Elle était belle en parlant ainsi ; plus belle que Sidonie ne l’avait jamais été, enveloppée d’une lumière pure qui semblait tomber de très haut sur elle comme les clartés d’un ciel profond et sans nuages, tandis que les traits chiffonnés de l’autre avaient toujours l’air de tirer leur éclat, leur attrait mutin et insolent des lueurs fausses de quelque rampe de petit théâtre. Ce qu’il y avait jadis d’un peu froid et d’immobile dans la physionomie de Claire s’était animé des inquiétudes, des doutes, de toutes les tortures de la passion ; et, comme ces lingots d’or qui n’ont leur valeur que lorsque la Monnaie y a mis son poinçon, ce beau visage de femme marqué à l’effigie de la douleur avait gardé depuis la veille une expression ineffaçable qui complétait sa beauté.

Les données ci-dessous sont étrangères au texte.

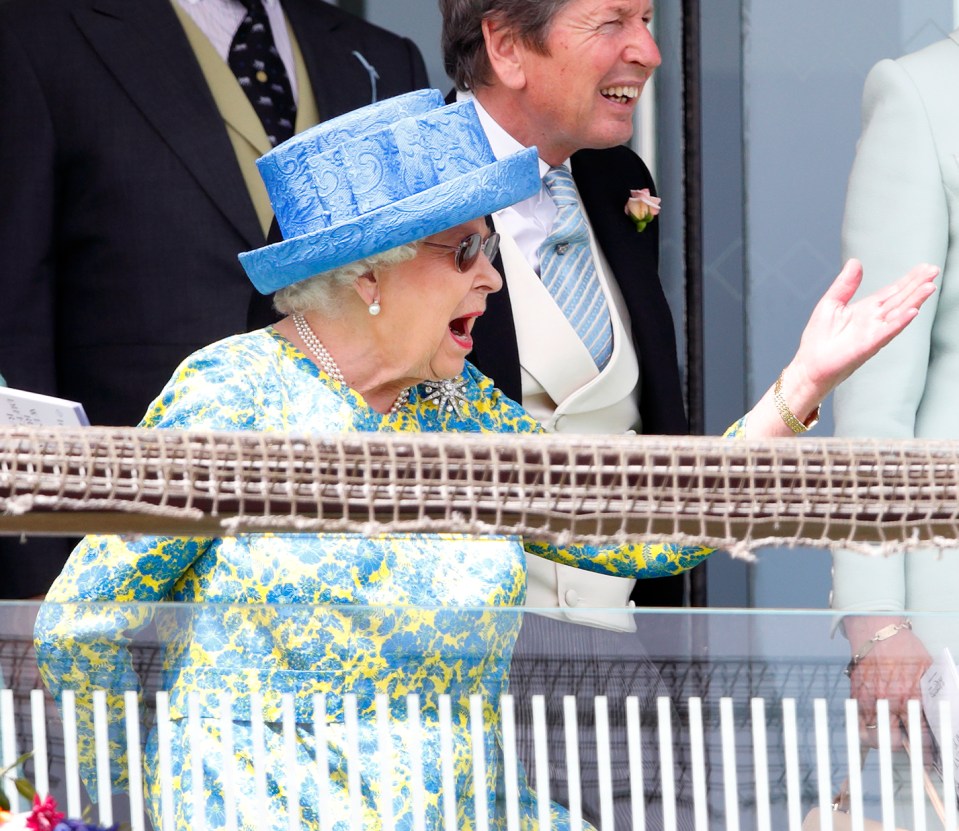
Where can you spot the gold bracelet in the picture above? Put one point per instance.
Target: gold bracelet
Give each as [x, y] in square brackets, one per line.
[883, 634]
[787, 415]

Georges la regardait avec admiration. Elle lui semblait plus vivante, plus femme, et adorable de tout ce qu’il sentait maintenant de séparations et d’obstacles entre eux. Le remords, le désespoir, la honte, entrèrent dans son cœur en même temps que ce nouvel amour, et il voulut se mettre à genoux devant elle.

– Non, non, relève-toi, lui dit Claire si tu savais ce que tu me rappelles, si tu savais quel visage menteur et plein de haine j’ai vu à mes pieds cette nuit.

– Oh ! moi, je ne mens pas… répondit Georges en frémissant… Claire, je t’en supplie, au nom de notre enfant…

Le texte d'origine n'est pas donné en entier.